Good, Charles thought. Now he can tell himself he scared me. Good.He let go of the forearm, straightened and took his foot from the man’s elbow, stepping back. The Guardsman got up stiffly, flexing his arm, and stooped to pick up and sheath his knife without taking his eyes off Charles. Then he spat in the dust at Charles’ feet. “Yellow crud,” he said. “If the goddam crow was worth it, I’d cut your heart out.” He walked off down the alley and Charles followed him with his eyes until he turned the corner into the street.
Then he turned, irritated that the woman had not spoken.
She was Lee Falcaro.
“Lee!” he said, thunderstruck. “What are you doing here?” It was the same face, feature for feature, and between her brows appeared the same double groove he had seen before. But she didn’t know him.
“You know me?” she asked blankly. “Is that why you pulled that ape off me? I ought to thank you. But I can’t place you at all. I don’t know many people here. I’ve been ill, you know.”
There was a difference apparent now. The voice was a little querulous. And Charles would have staked his life that never could Lee Falcaro have said in that slightly smug, slightly proprietary, slightly aren’t-I-interesting tone: “I’ve been ill, you know.”
“But what are you doing here? Damn it, don’t you know me? I’m Charles Orsino!”
He realized then that he had made a horrible mistake.
“Orsino,” she said. And then she spat: “Orsino! Of the Syndic!” There was black hatred in her eyes.
She turned and raced down the alley. He stood there stupidly, for almost a minute, and then ran after her, as far as the alley’s mouth. She was gone. You could run almost anywhere in New Portsmouth in almost a minute.
A weedy little seaman wearing crossed quills on his cap was lounging against a building. He snickered at Charles. “Don’t chase that one, sailor,” he said. “She is the property of O.N.I.”
“You know who she is?”
The yeoman happily spilled his inside dope to the fleet gob: “Lee Bennet. Smuggled over here couple months ago by D.A.R. The hottest thing that ever hit Naval Intelligence. Very small potato in the Syndic—knows all the families, who does what, who’s a figurehead and who’s a worker. Terrific! Inside stuff! Hates the Syndic. A gang of big-timers did her dirt.”
“Thanks,” Charles said, and wandered off down the street.
It wasn’t surprising.
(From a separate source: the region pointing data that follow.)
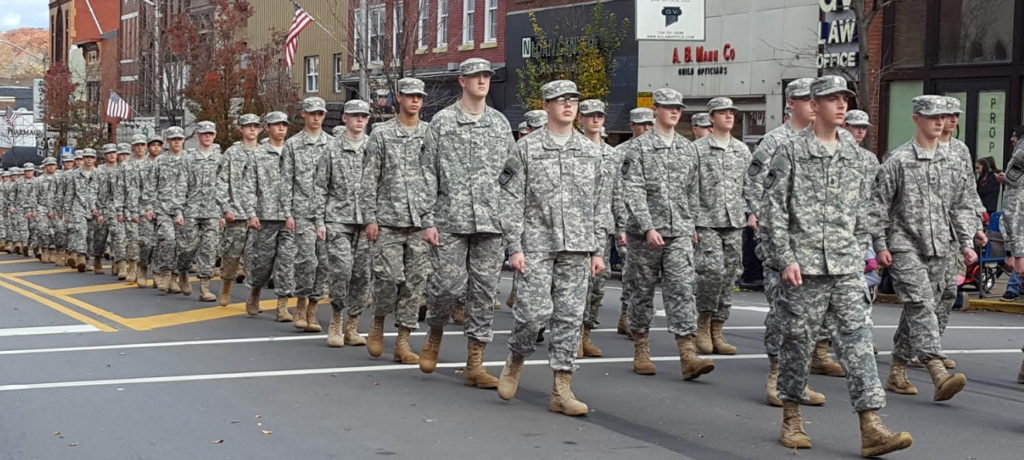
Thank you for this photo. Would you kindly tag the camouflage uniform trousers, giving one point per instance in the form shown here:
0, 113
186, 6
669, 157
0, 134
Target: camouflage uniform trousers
232, 245
919, 282
467, 264
675, 260
199, 242
552, 294
400, 269
595, 290
718, 259
803, 310
270, 250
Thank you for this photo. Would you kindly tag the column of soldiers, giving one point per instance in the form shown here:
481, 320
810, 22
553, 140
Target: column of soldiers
422, 213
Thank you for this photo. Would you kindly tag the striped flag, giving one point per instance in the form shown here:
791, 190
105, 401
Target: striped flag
299, 23
118, 108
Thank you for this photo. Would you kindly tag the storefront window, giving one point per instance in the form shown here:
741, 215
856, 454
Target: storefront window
975, 31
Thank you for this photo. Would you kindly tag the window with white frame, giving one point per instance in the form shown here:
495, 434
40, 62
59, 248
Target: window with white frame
312, 74
442, 24
468, 12
491, 27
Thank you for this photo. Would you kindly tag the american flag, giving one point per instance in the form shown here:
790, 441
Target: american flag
299, 22
118, 108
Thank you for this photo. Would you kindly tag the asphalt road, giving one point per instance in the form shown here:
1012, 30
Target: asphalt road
92, 369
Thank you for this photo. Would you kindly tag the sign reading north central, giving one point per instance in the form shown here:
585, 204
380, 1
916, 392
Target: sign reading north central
670, 19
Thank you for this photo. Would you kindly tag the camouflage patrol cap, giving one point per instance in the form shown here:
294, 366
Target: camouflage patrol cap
591, 107
412, 86
641, 115
929, 106
475, 66
206, 127
354, 107
857, 118
799, 88
720, 103
829, 84
313, 103
274, 118
701, 119
669, 97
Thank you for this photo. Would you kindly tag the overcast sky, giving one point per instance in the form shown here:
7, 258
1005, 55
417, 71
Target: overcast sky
20, 13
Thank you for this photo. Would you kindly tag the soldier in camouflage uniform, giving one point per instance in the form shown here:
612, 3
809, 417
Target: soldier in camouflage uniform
816, 225
463, 156
659, 181
391, 202
266, 199
721, 215
556, 226
918, 227
230, 194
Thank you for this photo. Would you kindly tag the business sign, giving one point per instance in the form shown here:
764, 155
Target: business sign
670, 19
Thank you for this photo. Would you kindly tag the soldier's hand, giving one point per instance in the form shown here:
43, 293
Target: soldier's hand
654, 240
518, 262
432, 237
791, 275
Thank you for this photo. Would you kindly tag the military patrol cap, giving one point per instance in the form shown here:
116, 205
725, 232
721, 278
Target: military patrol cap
354, 107
313, 103
929, 106
475, 66
275, 117
829, 84
668, 97
536, 119
249, 119
592, 107
174, 132
641, 115
857, 118
720, 103
799, 88
701, 119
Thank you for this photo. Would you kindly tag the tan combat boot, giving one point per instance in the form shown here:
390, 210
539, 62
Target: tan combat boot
641, 354
299, 322
375, 340
431, 347
562, 401
334, 338
589, 348
350, 332
283, 315
402, 352
897, 381
312, 325
946, 386
877, 440
474, 374
821, 362
793, 434
509, 381
204, 291
704, 342
692, 365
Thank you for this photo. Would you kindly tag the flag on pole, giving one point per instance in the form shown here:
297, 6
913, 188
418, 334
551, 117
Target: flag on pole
118, 108
299, 22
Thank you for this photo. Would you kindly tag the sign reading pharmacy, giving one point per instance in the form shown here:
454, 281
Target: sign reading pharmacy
670, 19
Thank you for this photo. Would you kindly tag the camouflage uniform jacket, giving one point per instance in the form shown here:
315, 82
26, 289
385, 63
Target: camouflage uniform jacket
462, 160
817, 210
556, 198
659, 185
721, 179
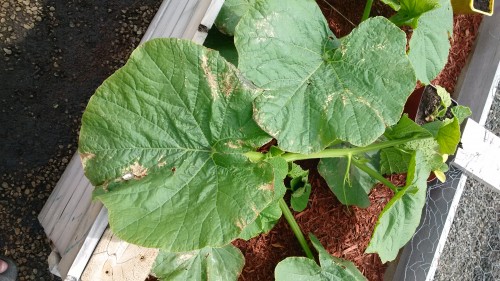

He should have expected it.
Noblesse oblige.
Pride of the Falcaro line. She wouldn’t send anybody into deadly peril unless she were ready to go herself.
Only somehow the trigger that would have snapped neurotic, synthetic Lee Bennet into Lee Falcaro hadn’t worked.
He wandered on aimlessly, wondering whether it would be minutes or hours before he’d be picked up and executed as a spy.